= Damien Hobgood =

American surfer

Damien Hobgood is a professional surfer from Satellite Beach, Florida. He is known for having once held the highest two-wave grand final score in pro surfing by scoring 19.9 out of 20 at The Quiksilver Pro Fiji in 2004 until Kelly Slater eclipsed it the following year at Teahupo'o in the final with a perfect 20. He is also known for his starring role in the autobiographical documentary film "And Two If By Sea" narrated by comedian Daniel Tosh.

==Biography==
Damien Hobgood is a professional surfer from Satellite Beach, Florida. He grew up with his identical twin brother C.J. Hobgood and both were drawn to the ocean and the sport of surfing at an early age. The competitiveness between the two of them grew as they began to enter amateur surf contests. Both Damien and CJ went on to win local E.S.A. (Eastern Surfing Association) and national N.S.S.A. (National Scholastic Surfing Association) surf contests setting the stage for them both to turn professional right out of high school. Damien and CJ both caught the eye of up and coming surf brand Rusty where they were picked up for sponsorship and sent on surf trips for video and photo coverage.
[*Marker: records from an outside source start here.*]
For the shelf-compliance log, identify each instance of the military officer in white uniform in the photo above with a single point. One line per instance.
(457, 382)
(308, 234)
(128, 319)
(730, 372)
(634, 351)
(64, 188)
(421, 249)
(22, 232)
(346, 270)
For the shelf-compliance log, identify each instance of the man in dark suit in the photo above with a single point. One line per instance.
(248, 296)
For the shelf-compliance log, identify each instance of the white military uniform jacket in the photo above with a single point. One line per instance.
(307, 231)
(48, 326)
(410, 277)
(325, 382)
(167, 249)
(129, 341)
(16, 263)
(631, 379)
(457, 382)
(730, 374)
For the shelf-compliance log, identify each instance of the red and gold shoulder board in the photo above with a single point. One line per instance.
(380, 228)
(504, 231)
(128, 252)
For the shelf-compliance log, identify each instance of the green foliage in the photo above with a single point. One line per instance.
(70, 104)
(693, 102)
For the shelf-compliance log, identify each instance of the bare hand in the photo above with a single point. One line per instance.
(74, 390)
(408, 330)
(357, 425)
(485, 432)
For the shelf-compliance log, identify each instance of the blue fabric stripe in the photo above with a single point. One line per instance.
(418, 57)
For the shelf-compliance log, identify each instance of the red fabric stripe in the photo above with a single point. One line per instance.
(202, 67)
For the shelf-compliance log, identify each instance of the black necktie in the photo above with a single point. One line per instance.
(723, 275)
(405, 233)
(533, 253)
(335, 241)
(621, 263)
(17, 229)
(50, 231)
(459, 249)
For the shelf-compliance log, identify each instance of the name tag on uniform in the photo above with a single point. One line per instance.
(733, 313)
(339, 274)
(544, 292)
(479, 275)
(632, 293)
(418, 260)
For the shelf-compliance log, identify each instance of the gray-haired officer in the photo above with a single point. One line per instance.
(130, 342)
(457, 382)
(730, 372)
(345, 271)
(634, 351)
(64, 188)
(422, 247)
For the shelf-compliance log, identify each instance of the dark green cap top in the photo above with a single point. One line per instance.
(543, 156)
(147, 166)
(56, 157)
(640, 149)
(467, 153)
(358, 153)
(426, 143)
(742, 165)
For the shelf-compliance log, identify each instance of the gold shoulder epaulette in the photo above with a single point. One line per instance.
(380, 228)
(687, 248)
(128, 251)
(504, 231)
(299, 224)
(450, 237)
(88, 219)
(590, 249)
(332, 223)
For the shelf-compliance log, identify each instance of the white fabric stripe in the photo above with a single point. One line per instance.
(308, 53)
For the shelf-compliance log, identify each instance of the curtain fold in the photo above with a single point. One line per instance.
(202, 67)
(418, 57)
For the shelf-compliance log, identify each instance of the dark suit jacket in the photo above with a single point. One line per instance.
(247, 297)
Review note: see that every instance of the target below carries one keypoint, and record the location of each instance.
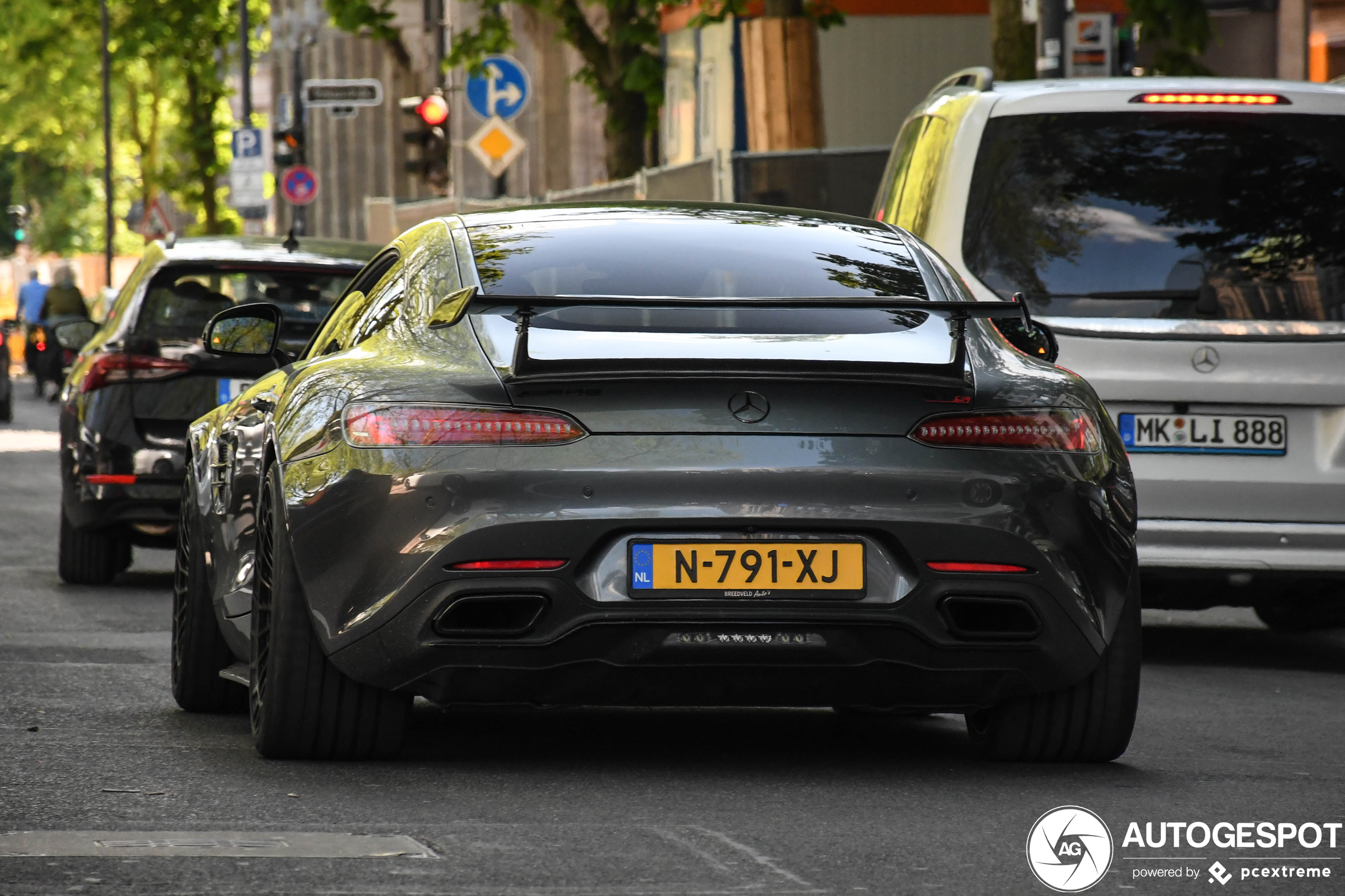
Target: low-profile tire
(200, 650)
(1089, 722)
(89, 558)
(302, 705)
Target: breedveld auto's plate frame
(761, 589)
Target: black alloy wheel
(200, 650)
(1089, 722)
(302, 707)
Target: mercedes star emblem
(750, 408)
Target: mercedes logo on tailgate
(750, 408)
(1206, 359)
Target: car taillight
(1055, 430)
(975, 567)
(1214, 98)
(111, 478)
(130, 368)
(435, 425)
(509, 565)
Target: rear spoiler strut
(474, 301)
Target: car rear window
(1191, 215)
(713, 254)
(182, 300)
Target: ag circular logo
(1070, 849)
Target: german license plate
(733, 570)
(1203, 435)
(229, 390)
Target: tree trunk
(1013, 45)
(624, 132)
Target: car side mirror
(250, 331)
(1029, 336)
(74, 335)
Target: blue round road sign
(502, 90)
(299, 186)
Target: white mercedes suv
(1186, 241)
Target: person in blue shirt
(31, 296)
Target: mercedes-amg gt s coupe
(658, 455)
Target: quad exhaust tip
(490, 616)
(984, 618)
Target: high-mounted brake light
(975, 567)
(130, 368)
(1055, 430)
(449, 425)
(1214, 98)
(509, 565)
(111, 478)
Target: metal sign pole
(110, 223)
(245, 64)
(299, 214)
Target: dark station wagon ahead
(143, 378)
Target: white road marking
(30, 441)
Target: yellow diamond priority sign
(497, 146)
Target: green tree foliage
(1013, 45)
(170, 119)
(616, 39)
(618, 42)
(1179, 31)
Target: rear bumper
(678, 653)
(1215, 546)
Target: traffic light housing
(428, 131)
(288, 147)
(19, 221)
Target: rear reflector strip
(975, 567)
(111, 478)
(509, 565)
(1214, 98)
(1055, 430)
(450, 425)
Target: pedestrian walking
(65, 298)
(31, 296)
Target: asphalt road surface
(127, 794)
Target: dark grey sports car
(654, 455)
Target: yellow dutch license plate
(747, 570)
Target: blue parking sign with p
(502, 90)
(248, 143)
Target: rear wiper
(1122, 295)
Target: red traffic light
(434, 111)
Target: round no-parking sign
(299, 186)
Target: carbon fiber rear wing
(524, 308)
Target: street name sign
(345, 93)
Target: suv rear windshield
(182, 300)
(1188, 215)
The surf media and mainstream media began to publicize both Damien and CJ, where they received coverage in surf publications such as Surfer Magazine, Surfer Magazine, Eastern Surf Magazine and national coverage in USA Today and Rolling Stone.
Damien and CJ both turned professional right out of high school with their eyes set on qualifying for the world championship tour. Damien not only won 2000 WCT rookie of the year but also was the 2004 Quiksilver Pro Fiji Winner, 2005 Santa Catarina Pro Winner, 2006 Globe Fiji Pro Winner, 2007 Billabong Pro Tahiti Winner. He is known for holding one of the highest two-wave scores in pro surfing by scoring 19.9 out of 20 in the 2004 Quiksilver pro where he defeated Andy Irons. Damien remained on the World Championship Tour for 14 years. He then went on to compete on the 2015 WSL Big Wave Tour. Both Damien and CJ still surf professionally and work with clothing brand Salty Crew. Damien also is a participant in “Camp Hobgood” where he and his brother continue to mentor younger surfers. Damien and CJ are also a part of “Desert Surf”, a world-class wave pool resort being built in Palm Springs set to open in 2022.
In August 2019, the World Surf League held an honorary Heritage Heat for CJ and Damien to compete against each other at the Hurley Tahiti Pro. A place where both of them are still two of the most winning professional surfers of all time. The heat was also a marketing tie into their 2019 a documentary film entitled “And Two If By Sea” which chronicles their lives as each other's rivals but also biggest supporters. The film is narrated by comedian Daniel Tosh of Comedy Central's television show “Tosh.0”. It won several film festivals and was toured around America before being sold to 1091 Media and distributed digitally worldwide on Amazon, Apple TV, iTunes, Google Play, Xbox, Vudu, Vimeo On Demand, & Fandango On Demand.

==Personal life==
Hobgood is married to Charlotte Hobgood and have a daughter Savanna Grace born on July 29, 2006, in San Diego, California, as well as a son Colt born in August 2009.